Part 3 — Continuous use

The final section of Unlimited Memory discusses improving and creating a habit with Continuous use.

Chapter 15 — Self-discipline

If you want to master anything or specifically the information in Unlimited Memory, you need to have self-discipline:

Self-discipline – the act of “raising your standards and going for it and being more.”

However, “people simply don’t do it because they think that the future will be a better place than today without doing anything to make it better.” Instead, you can have more self-discipline in your life using these four steps:

  1. Create a Vision: Imagine the exciting possibilities, focus on the goals you want to accomplish, and establish why you want to do them.
  2. Make a Decision: Commit to the changes and incorporate them into your routine.
  3. Stop Listening to Your Feelings: Forget your intuition, and schedule a time during the day to train your memory.
  4. Take Daily Action: Eat that frog and develop the habit of memory training by taking daily action on it.

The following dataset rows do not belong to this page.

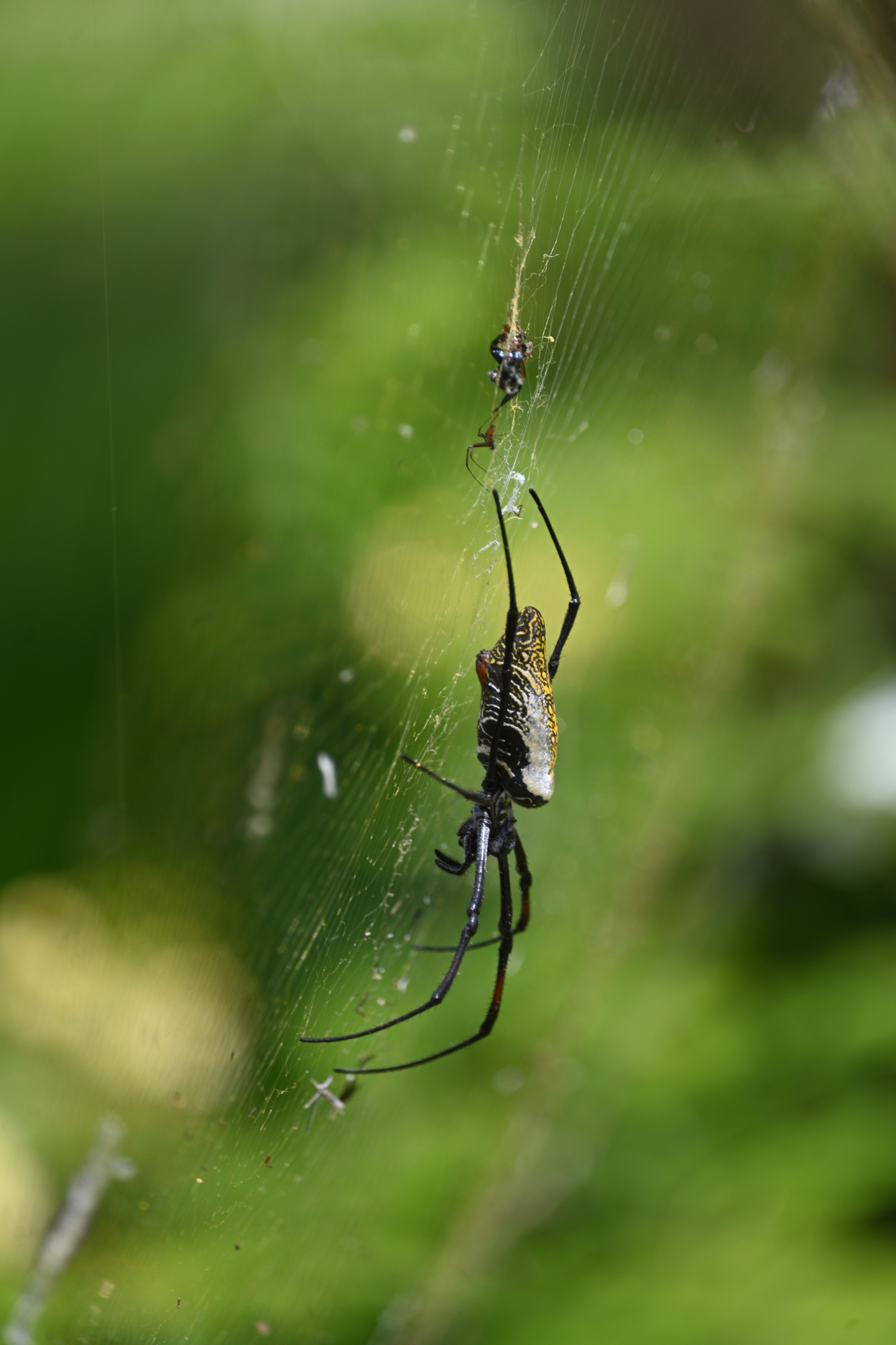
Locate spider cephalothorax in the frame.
[489,323,532,416]
[301,491,579,1074]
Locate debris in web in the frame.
[317,752,339,799]
[3,1114,137,1345]
[305,1074,354,1136]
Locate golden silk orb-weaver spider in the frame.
[299,491,580,1074]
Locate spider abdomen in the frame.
[475,607,557,808]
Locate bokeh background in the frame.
[0,0,896,1345]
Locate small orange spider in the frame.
[466,421,494,485]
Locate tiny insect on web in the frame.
[299,489,580,1074]
[489,320,532,416]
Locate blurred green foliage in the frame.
[0,0,896,1345]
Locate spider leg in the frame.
[298,816,492,1044]
[466,444,488,488]
[482,491,520,793]
[411,837,532,952]
[336,854,513,1074]
[529,489,582,682]
[513,837,532,933]
[435,850,473,877]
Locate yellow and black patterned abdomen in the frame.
[475,607,557,808]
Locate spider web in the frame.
[0,4,843,1340]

“The only way you get good at anything is through self-discipline; remember, life only rewards action!”

Chapter 16 — Review to renew

Studies show that the average student remembers 18% of their material after a month-long break. Thus, training without proper review is a waste of personal resources. When you use the methods and systems in Unlimited Memory, learning becomes fun, effective, and worthwhile. You will be able to store information in your long-term memory to review and recall later.

When reviewing, walkthrough the images so that they are strong and clear in your mind. Immediately, try to recall the information backwards. Later, review at longer and longer intervals: 1 hour, 1 day, 3 days, 7 days, etc. The first 72 hours are critical to transfer and store knowledge. It takes discipline, but it will help you remember and make more connections in your mind.

Download the PDF Book Summary for Unlimited Memory

Conclusion and Next Steps

“Memory skills are an important tool in your self-improvement arsenal.” In Unlimited Memory, Kevin Horsley has given you the tools of the world’s best memory masters and leaders, but now it is up to you to practice them and unleash your unlimited memory.